I tamponi non possono essere dunque un oggetto dimenticato dai vaccinati: “L’idea che potremmo non avere più necessità di test nel mondo post-vaccino probabilmente non è accettabile in questo momento Per quanto ne sappiamo attualmente, anche le persone completamente vaccinate che sviluppano sintomi respiratori dovrebbero prendere in considerazione di sottoporsi al test per Covid-19, e dovrebbero fare lo stesso in caso di esposizione a individui con infezione nota”.

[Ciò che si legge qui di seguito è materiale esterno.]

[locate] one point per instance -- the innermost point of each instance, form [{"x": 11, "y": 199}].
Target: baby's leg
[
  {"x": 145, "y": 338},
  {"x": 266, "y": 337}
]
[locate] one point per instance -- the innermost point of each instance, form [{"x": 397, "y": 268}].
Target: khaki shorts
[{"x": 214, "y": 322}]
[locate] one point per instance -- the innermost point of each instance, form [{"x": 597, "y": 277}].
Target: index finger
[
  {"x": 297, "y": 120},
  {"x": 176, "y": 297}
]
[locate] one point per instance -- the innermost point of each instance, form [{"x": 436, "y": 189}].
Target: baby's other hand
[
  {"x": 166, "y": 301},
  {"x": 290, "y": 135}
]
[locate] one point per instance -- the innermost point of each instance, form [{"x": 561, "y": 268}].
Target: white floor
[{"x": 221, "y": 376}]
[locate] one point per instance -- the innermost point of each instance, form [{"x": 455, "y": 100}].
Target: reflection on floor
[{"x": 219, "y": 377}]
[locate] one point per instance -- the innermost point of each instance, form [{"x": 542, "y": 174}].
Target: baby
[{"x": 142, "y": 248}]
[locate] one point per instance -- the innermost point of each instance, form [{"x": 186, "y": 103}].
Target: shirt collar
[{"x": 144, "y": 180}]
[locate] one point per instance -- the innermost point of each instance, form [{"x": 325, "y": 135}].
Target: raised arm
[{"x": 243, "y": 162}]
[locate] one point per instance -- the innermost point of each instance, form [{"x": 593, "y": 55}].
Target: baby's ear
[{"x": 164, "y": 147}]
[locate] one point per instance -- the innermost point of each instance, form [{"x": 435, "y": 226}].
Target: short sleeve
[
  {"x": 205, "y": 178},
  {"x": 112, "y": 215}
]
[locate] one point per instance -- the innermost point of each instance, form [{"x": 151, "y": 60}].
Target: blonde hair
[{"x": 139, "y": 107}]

I segnali restano comunque positivi. Per il direttore generale dell’Azienda sanitaria di Treviso, Francesco Benazzi, “i risultati dello studio, in linea con quelli ottenuti nelle sperimentazioni cliniche e in altri studi internazionali di tipo osservazionale rinforzando la comunicazione basata sulle evidenze, rappresentano un’ulteriore conferma della vaccinazione come strumento fondamentale nella lotta al virus, fondamentale nella popolazione e, ancor più, nel personale sanitario”.